Cottier and Company, New York decorators, was responsible for the expensive front parlor, but it is not known to whom the decoration of the dining room was entrusted. Falling between success and failure, the room looks like a representative outcome of abundant money in search of artistic and social approval, producing a strong interior dominated by the dark mahogany of the wainscoting, mantelpiece and ceiling beams. Despite a few unusual features, such as the mural of the coved frieze above the mantel, the leaded window and the birdcage in the corner, decorative risks did not dominate this interior. Though proper, the Decker dining room looks eclectic or somewhat hollow, as if its expression was superimposed rather than revealed.
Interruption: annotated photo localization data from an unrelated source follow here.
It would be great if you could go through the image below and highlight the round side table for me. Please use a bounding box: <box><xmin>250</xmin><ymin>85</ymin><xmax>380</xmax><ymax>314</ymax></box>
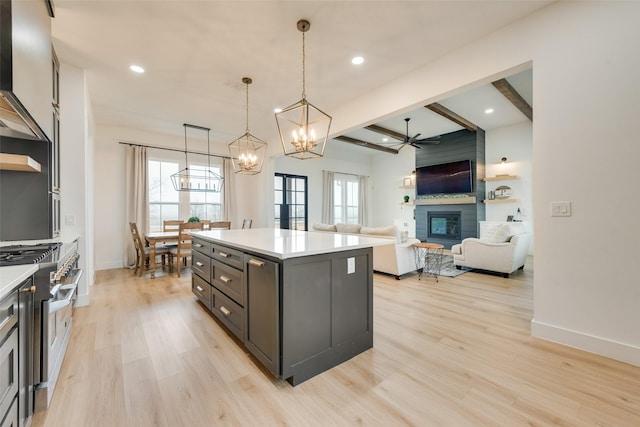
<box><xmin>413</xmin><ymin>242</ymin><xmax>445</xmax><ymax>281</ymax></box>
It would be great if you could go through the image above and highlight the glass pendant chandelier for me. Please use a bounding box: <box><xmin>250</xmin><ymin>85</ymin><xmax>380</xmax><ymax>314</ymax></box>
<box><xmin>275</xmin><ymin>19</ymin><xmax>332</xmax><ymax>160</ymax></box>
<box><xmin>170</xmin><ymin>123</ymin><xmax>224</xmax><ymax>192</ymax></box>
<box><xmin>228</xmin><ymin>77</ymin><xmax>267</xmax><ymax>175</ymax></box>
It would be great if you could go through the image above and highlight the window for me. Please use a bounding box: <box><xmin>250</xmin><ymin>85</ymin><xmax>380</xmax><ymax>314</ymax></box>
<box><xmin>148</xmin><ymin>160</ymin><xmax>180</xmax><ymax>232</ymax></box>
<box><xmin>334</xmin><ymin>174</ymin><xmax>359</xmax><ymax>224</ymax></box>
<box><xmin>275</xmin><ymin>173</ymin><xmax>307</xmax><ymax>230</ymax></box>
<box><xmin>148</xmin><ymin>157</ymin><xmax>224</xmax><ymax>232</ymax></box>
<box><xmin>188</xmin><ymin>163</ymin><xmax>222</xmax><ymax>221</ymax></box>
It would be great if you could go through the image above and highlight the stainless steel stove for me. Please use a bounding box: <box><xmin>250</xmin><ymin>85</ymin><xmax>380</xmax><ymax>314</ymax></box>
<box><xmin>0</xmin><ymin>240</ymin><xmax>82</xmax><ymax>415</ymax></box>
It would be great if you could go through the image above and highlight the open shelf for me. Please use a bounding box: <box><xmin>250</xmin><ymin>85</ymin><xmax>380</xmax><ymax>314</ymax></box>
<box><xmin>0</xmin><ymin>153</ymin><xmax>42</xmax><ymax>172</ymax></box>
<box><xmin>483</xmin><ymin>175</ymin><xmax>519</xmax><ymax>182</ymax></box>
<box><xmin>483</xmin><ymin>198</ymin><xmax>520</xmax><ymax>204</ymax></box>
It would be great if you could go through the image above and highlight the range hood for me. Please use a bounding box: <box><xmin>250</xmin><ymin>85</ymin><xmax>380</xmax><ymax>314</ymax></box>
<box><xmin>0</xmin><ymin>91</ymin><xmax>47</xmax><ymax>141</ymax></box>
<box><xmin>0</xmin><ymin>0</ymin><xmax>54</xmax><ymax>142</ymax></box>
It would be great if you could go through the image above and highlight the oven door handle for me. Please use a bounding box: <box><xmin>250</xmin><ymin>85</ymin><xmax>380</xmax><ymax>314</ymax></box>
<box><xmin>48</xmin><ymin>287</ymin><xmax>76</xmax><ymax>314</ymax></box>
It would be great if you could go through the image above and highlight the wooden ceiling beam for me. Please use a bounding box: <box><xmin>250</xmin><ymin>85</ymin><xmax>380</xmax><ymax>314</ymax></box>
<box><xmin>491</xmin><ymin>78</ymin><xmax>533</xmax><ymax>121</ymax></box>
<box><xmin>333</xmin><ymin>135</ymin><xmax>399</xmax><ymax>154</ymax></box>
<box><xmin>424</xmin><ymin>103</ymin><xmax>477</xmax><ymax>131</ymax></box>
<box><xmin>364</xmin><ymin>124</ymin><xmax>405</xmax><ymax>141</ymax></box>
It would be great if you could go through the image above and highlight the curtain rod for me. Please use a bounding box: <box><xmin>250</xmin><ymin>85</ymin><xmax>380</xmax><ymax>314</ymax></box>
<box><xmin>324</xmin><ymin>169</ymin><xmax>369</xmax><ymax>178</ymax></box>
<box><xmin>118</xmin><ymin>141</ymin><xmax>230</xmax><ymax>160</ymax></box>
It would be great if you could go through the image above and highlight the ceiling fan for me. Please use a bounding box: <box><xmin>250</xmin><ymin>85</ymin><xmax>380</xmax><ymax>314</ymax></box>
<box><xmin>399</xmin><ymin>117</ymin><xmax>440</xmax><ymax>149</ymax></box>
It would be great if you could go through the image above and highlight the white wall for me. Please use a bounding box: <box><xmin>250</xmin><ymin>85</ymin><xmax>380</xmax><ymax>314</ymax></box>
<box><xmin>60</xmin><ymin>62</ymin><xmax>94</xmax><ymax>306</ymax></box>
<box><xmin>90</xmin><ymin>2</ymin><xmax>640</xmax><ymax>365</ymax></box>
<box><xmin>369</xmin><ymin>147</ymin><xmax>416</xmax><ymax>233</ymax></box>
<box><xmin>485</xmin><ymin>121</ymin><xmax>533</xmax><ymax>253</ymax></box>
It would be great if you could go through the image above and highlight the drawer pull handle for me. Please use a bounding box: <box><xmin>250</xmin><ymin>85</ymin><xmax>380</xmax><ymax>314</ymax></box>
<box><xmin>196</xmin><ymin>286</ymin><xmax>204</xmax><ymax>292</ymax></box>
<box><xmin>219</xmin><ymin>252</ymin><xmax>230</xmax><ymax>258</ymax></box>
<box><xmin>220</xmin><ymin>275</ymin><xmax>232</xmax><ymax>283</ymax></box>
<box><xmin>194</xmin><ymin>243</ymin><xmax>203</xmax><ymax>248</ymax></box>
<box><xmin>195</xmin><ymin>262</ymin><xmax>204</xmax><ymax>267</ymax></box>
<box><xmin>249</xmin><ymin>259</ymin><xmax>265</xmax><ymax>268</ymax></box>
<box><xmin>20</xmin><ymin>286</ymin><xmax>36</xmax><ymax>293</ymax></box>
<box><xmin>220</xmin><ymin>306</ymin><xmax>231</xmax><ymax>316</ymax></box>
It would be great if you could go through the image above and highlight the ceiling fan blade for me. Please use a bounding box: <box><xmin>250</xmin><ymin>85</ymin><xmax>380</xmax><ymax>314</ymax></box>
<box><xmin>410</xmin><ymin>143</ymin><xmax>422</xmax><ymax>149</ymax></box>
<box><xmin>408</xmin><ymin>133</ymin><xmax>421</xmax><ymax>144</ymax></box>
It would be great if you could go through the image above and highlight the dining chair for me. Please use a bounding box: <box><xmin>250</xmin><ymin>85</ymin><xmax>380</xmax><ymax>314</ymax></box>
<box><xmin>168</xmin><ymin>221</ymin><xmax>204</xmax><ymax>277</ymax></box>
<box><xmin>129</xmin><ymin>222</ymin><xmax>170</xmax><ymax>277</ymax></box>
<box><xmin>241</xmin><ymin>219</ymin><xmax>252</xmax><ymax>229</ymax></box>
<box><xmin>163</xmin><ymin>219</ymin><xmax>183</xmax><ymax>231</ymax></box>
<box><xmin>200</xmin><ymin>219</ymin><xmax>211</xmax><ymax>230</ymax></box>
<box><xmin>210</xmin><ymin>221</ymin><xmax>231</xmax><ymax>230</ymax></box>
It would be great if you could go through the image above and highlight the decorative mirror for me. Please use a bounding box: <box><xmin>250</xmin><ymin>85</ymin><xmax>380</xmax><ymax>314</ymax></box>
<box><xmin>494</xmin><ymin>185</ymin><xmax>512</xmax><ymax>199</ymax></box>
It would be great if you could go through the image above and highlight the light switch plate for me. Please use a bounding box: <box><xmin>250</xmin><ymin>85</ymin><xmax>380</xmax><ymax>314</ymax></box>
<box><xmin>65</xmin><ymin>214</ymin><xmax>75</xmax><ymax>225</ymax></box>
<box><xmin>551</xmin><ymin>201</ymin><xmax>571</xmax><ymax>217</ymax></box>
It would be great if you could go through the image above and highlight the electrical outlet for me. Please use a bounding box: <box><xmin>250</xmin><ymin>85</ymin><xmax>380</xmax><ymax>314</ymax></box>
<box><xmin>551</xmin><ymin>202</ymin><xmax>571</xmax><ymax>217</ymax></box>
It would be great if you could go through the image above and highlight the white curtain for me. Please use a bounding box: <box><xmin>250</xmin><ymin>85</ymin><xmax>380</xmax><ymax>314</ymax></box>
<box><xmin>358</xmin><ymin>175</ymin><xmax>369</xmax><ymax>226</ymax></box>
<box><xmin>322</xmin><ymin>170</ymin><xmax>334</xmax><ymax>224</ymax></box>
<box><xmin>124</xmin><ymin>146</ymin><xmax>148</xmax><ymax>267</ymax></box>
<box><xmin>223</xmin><ymin>158</ymin><xmax>236</xmax><ymax>225</ymax></box>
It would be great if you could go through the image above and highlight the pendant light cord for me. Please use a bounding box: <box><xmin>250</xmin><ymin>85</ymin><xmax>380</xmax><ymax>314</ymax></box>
<box><xmin>183</xmin><ymin>124</ymin><xmax>189</xmax><ymax>169</ymax></box>
<box><xmin>301</xmin><ymin>30</ymin><xmax>306</xmax><ymax>100</ymax></box>
<box><xmin>245</xmin><ymin>81</ymin><xmax>250</xmax><ymax>133</ymax></box>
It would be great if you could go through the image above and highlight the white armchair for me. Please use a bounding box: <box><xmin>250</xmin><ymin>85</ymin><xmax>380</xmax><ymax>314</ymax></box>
<box><xmin>372</xmin><ymin>238</ymin><xmax>421</xmax><ymax>279</ymax></box>
<box><xmin>451</xmin><ymin>222</ymin><xmax>530</xmax><ymax>277</ymax></box>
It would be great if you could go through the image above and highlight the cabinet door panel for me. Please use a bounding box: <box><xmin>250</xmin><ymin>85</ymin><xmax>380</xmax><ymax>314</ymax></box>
<box><xmin>245</xmin><ymin>255</ymin><xmax>279</xmax><ymax>376</ymax></box>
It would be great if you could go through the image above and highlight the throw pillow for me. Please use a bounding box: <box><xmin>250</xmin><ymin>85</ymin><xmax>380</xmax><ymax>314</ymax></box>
<box><xmin>312</xmin><ymin>223</ymin><xmax>337</xmax><ymax>232</ymax></box>
<box><xmin>484</xmin><ymin>223</ymin><xmax>514</xmax><ymax>243</ymax></box>
<box><xmin>336</xmin><ymin>223</ymin><xmax>362</xmax><ymax>234</ymax></box>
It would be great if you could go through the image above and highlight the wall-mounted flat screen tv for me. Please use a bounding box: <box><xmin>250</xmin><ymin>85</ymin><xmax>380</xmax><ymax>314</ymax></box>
<box><xmin>416</xmin><ymin>160</ymin><xmax>473</xmax><ymax>196</ymax></box>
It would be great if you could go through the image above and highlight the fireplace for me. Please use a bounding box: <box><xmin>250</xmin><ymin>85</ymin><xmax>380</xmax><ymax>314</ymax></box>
<box><xmin>428</xmin><ymin>211</ymin><xmax>461</xmax><ymax>240</ymax></box>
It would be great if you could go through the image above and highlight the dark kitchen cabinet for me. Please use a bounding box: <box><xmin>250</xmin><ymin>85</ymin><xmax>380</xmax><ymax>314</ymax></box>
<box><xmin>244</xmin><ymin>255</ymin><xmax>279</xmax><ymax>376</ymax></box>
<box><xmin>191</xmin><ymin>235</ymin><xmax>373</xmax><ymax>386</ymax></box>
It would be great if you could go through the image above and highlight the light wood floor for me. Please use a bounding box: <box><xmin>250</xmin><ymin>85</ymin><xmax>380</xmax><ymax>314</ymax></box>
<box><xmin>32</xmin><ymin>262</ymin><xmax>640</xmax><ymax>426</ymax></box>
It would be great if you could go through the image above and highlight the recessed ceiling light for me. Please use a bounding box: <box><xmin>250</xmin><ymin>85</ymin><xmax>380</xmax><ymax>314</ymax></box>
<box><xmin>484</xmin><ymin>108</ymin><xmax>494</xmax><ymax>114</ymax></box>
<box><xmin>382</xmin><ymin>137</ymin><xmax>389</xmax><ymax>142</ymax></box>
<box><xmin>130</xmin><ymin>65</ymin><xmax>145</xmax><ymax>74</ymax></box>
<box><xmin>274</xmin><ymin>107</ymin><xmax>283</xmax><ymax>113</ymax></box>
<box><xmin>351</xmin><ymin>56</ymin><xmax>364</xmax><ymax>65</ymax></box>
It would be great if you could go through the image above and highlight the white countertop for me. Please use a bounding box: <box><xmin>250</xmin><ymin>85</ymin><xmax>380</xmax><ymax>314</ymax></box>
<box><xmin>194</xmin><ymin>228</ymin><xmax>392</xmax><ymax>259</ymax></box>
<box><xmin>0</xmin><ymin>264</ymin><xmax>38</xmax><ymax>300</ymax></box>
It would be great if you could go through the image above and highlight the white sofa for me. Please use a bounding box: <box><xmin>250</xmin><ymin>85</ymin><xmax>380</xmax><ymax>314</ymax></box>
<box><xmin>311</xmin><ymin>223</ymin><xmax>420</xmax><ymax>279</ymax></box>
<box><xmin>451</xmin><ymin>222</ymin><xmax>530</xmax><ymax>277</ymax></box>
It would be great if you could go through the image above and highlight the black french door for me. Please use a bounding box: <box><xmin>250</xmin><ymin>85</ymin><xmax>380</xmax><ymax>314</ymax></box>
<box><xmin>274</xmin><ymin>173</ymin><xmax>308</xmax><ymax>230</ymax></box>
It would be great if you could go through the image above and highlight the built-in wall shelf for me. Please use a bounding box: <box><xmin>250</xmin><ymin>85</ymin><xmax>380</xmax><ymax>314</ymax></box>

153. Hall, Henry J. Willing house, 110 Rush Street, Chicago, Illinois; Palmer and Spinning, architects, 1880–81; demolished before 1909. After spending his working life in dry-goods businesses in Chicago, Henry Willing (July 10, 1836–September 29,1903) retired in 1883 as a junior partner of Field, Leiter and Company (renamed Marshall Field & Co. in 1881). He retired early to spend more time with his wife Frances Skinner, whom he married in 1879, and his two children.
Willing took the responsibilities of wealth seriously. He worked hard to strengthen public institutions and support causes that he thought would improve the quality of life in Chicago—the Y.M.C.A., Chicago Home for Incurables, Newberry Library, The Art Institute of Chicago and Chicago Historical Society. Though deprived of much formal education, he was actively curious about the past. In this distinctive hall, he expressed his fascination for history earnestly though perhaps naively.
Frederick Almenralder (1832–?) of Wiesbaden and Chicago took 14 months to carve the mantelpiece. Inspired by illustrations by Gustave Doré (1832–1883), the nine scenes were (left to right): Rebecca, a corner statuette of Oliver Cromwell, Moses, Solomon, in the center Michelangelo’s seated Moses, Abraham and Isaac, Daniel among the lions, a corner statuette of Richard Cœur-de-Lion, and Ruth gleaning. The frieze below these figures contained the coats of arms of leading nations: Germany, the United States and Great Britain in the middle. The portieres from India and rugs woven in Paris contributed color to the hall finished in white oak.
154. Library, Henry J. Willing house. The house contained some unusual copies of Western masterpieces. Resting on engaged Doric columns, the frieze that divided the library into two sections was a diminutive version in mahogany of the north frieze of the Parthenon. Another distinctive reproduction in the library was that of the Cumean Sibyl, the central figure carved on the mantelpiece in the second room. Carved in Iowa stone, the figure had been adapted from Michelangelo’s painting in the Sistine Chapel. Above the mantel are more common reproductions. From the right, the first framed picture is a Raphael self-portrait and the fifth the Four Apostles by Albrecht Dürer. An enthusiastic innocence characterizes Willing’s peculiar assemblage of great works.
The portieres that divided the rooms were reportedly from a private apartment of the Empress of China, and the table in the foreground, of cedar of Lebanon, was once owned by Maximilian of Mexico. For all of its ingenuous effects, this library looked surprisingly comfortable, its feeling of informality being conveyed through the tacked carpet, slanting stacks of books and modest furniture.